I wasn't aware of this article when I posted this thread, but apparantly Mallaby had exactly the same idea.

Geithner is correct that China manipulates its currency. What's more, this manipulation is arguably the most important cause of the financial crisis. Starting around the middle of this decade, China's cheap currency led it to run a massive trade surplus. The earnings from that surplus poured into the United States. The result was the mortgage bubble.

China's leaders protest that they are being unfairly scapegoated. Yet while there are rival accounts of the origins of the crisis, neither has the explanatory force of the blame-China narrative.

The first rival account is that the crisis reflected failings of U.S. financial regulation. Such failings exist, but most have been around for years. The mortgage bubble reached its craziest extremes in 2005-07, when China was flooding the world with cheap capital.

Moreover, regulatory failings exist not just at one regulator but many. The Securities and Exchange Commission failed to check risks at broker-dealers such as Bear Stearns.

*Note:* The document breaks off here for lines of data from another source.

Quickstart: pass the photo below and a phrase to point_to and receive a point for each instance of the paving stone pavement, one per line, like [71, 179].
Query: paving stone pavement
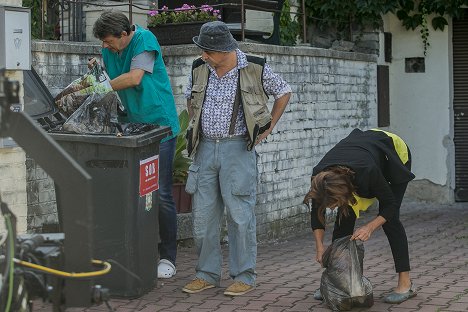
[288, 274]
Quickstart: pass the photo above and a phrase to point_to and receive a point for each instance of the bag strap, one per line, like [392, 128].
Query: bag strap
[235, 108]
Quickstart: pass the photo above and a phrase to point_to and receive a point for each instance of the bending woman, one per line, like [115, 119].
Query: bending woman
[364, 167]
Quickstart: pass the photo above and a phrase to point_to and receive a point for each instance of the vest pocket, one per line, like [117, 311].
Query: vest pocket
[192, 179]
[197, 95]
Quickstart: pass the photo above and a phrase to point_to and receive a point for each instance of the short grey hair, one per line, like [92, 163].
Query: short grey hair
[111, 23]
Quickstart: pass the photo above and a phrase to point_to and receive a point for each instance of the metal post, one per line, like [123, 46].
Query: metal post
[242, 21]
[130, 12]
[42, 17]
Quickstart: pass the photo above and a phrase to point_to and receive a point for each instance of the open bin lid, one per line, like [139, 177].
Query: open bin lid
[138, 140]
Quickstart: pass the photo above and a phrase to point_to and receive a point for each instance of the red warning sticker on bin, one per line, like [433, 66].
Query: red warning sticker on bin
[149, 175]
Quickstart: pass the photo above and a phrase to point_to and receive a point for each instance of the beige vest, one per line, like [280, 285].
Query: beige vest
[252, 98]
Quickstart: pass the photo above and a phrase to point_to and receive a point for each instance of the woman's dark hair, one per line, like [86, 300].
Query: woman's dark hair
[331, 188]
[111, 23]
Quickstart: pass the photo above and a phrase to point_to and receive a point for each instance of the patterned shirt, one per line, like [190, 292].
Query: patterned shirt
[220, 96]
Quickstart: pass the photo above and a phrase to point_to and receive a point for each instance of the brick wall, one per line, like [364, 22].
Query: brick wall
[332, 92]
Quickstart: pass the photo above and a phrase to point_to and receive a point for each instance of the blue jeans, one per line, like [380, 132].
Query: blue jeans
[224, 175]
[167, 210]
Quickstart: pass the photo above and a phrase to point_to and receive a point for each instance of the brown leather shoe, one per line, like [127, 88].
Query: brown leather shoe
[196, 286]
[238, 288]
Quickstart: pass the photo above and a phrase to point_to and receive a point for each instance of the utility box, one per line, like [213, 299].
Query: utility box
[15, 38]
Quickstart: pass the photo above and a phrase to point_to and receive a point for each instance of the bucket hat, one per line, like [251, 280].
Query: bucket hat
[215, 36]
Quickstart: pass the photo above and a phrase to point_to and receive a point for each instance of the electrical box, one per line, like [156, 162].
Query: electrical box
[15, 38]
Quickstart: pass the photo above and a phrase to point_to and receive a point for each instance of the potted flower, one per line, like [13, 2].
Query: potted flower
[181, 164]
[180, 25]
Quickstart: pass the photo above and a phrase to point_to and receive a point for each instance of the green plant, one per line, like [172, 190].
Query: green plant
[344, 15]
[181, 161]
[184, 14]
[289, 28]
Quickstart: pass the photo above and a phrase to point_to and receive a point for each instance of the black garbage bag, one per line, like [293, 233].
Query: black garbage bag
[97, 115]
[73, 96]
[343, 285]
[126, 129]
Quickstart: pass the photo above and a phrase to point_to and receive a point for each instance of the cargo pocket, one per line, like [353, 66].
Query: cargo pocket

State insurance regulators failed to prevent the collapse of AIG. The Federal Reserve failed to see that banks were pouring capital into toxic securities that they then held off their balance sheets. European regulators were no better, even though they had adopted a supposedly more up-to-date set of capital standards. The lesson: Faced with a deluge of cheap money, no regulatory regime can be expected to prevent bubbles.

The second rival account of the crisis accepts that its origins lie less in regulatory failings than in economic pressures. But it blames the bubble on two mistakes at home rather than on the glut of capital from China. Americans should have controlled the urge to splurge, the thinking goes, and borrowed less Chinese money. And the Fed should have shut down the easy-money party by raising interest rates.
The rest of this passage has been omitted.